Remington appealed the Connecticut Supreme Court’s decision in March to let the lawsuit proceed, but the US Supreme Court declined to hear the motion. The federal justices didn’t offer any explanation for their decision, Bill Chappell reported for NPR.

The families argue that Remington violated Connecticut law when it “knowingly marketed and promoted the Bushmaster XM15-E2S rifle for use in assaults against human beings.” They argue that the AR-15–style rifle, which a shooter used to kill 26 people at Sandy Hook Elementary School in December 2012, was marketed to emphasize its capabilities in war and even to promote its use by a lone gunman. As one ad put it: “Forces of opposition, bow down. You are single-handedly outnumbered.”

The 2005 Protection of Lawful Commerce in Arms Act (PLCAA) gives gun makers and dealers sweeping legal protections from lawsuits. The law was supported by the National Rifle Association and other gun rights advocates to prevent lawsuits that, they feared, could help cripple the firearms industry.

Prior to this legislation, lawsuits against the gun industry had generally failed — but the industry was worried one would eventually break through, and expose industry secrets that could make manufacturers and sellers look bad, including connections to illegal trafficking. Since the law passed, it has been repeatedly cited by courts to dismiss litigation against the gun industry.

But the families behind the lawsuit pointed to exceptions to legal protections in the PLCAA, including for gun makers and dealers that violate state marketing laws. The families argued their lawsuit fell within the exceptions, so they could sue Remington for what they described as irresponsible marketing.

A lower court in Connecticut wasn’t persuaded, originally dismissing the lawsuit. But the state Supreme Court ruled the exceptions in the PLCAA were enough to let the lawsuit continue.

Remington argued the Connecticut Supreme Court interpreted the exceptions too broadly, and appealed its case to the US Supreme Court. Now that the appeal has failed, the lawsuit will proceed in the lower courts.

The suit is meant to hold the gun industry accountable, and send a message that may encourage a few more checks, on the manufacturers’ or sellers’ part, to marketing and selling firearms.

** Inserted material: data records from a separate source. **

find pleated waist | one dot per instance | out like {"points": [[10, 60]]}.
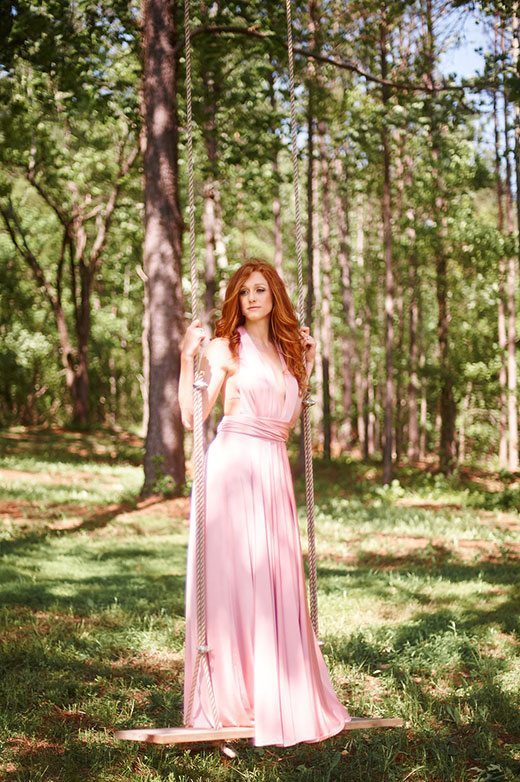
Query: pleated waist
{"points": [[255, 426]]}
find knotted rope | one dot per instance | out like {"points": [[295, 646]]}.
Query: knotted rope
{"points": [[199, 385], [307, 402]]}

More broadly, gun control advocates have pushed to ban assault weapons. The research suggests such a ban would not have a significant impact on overall gun violence, because most US gun violence is carried out with handguns, but experts say that such a ban may reduce the overall deadliness of mass shootings, like the one in Sandy Hook.

With Congress unlikely to pass an assault weapons ban anytime soon, some victims of mass shootings are turning to litigation against the companies who made the weapons.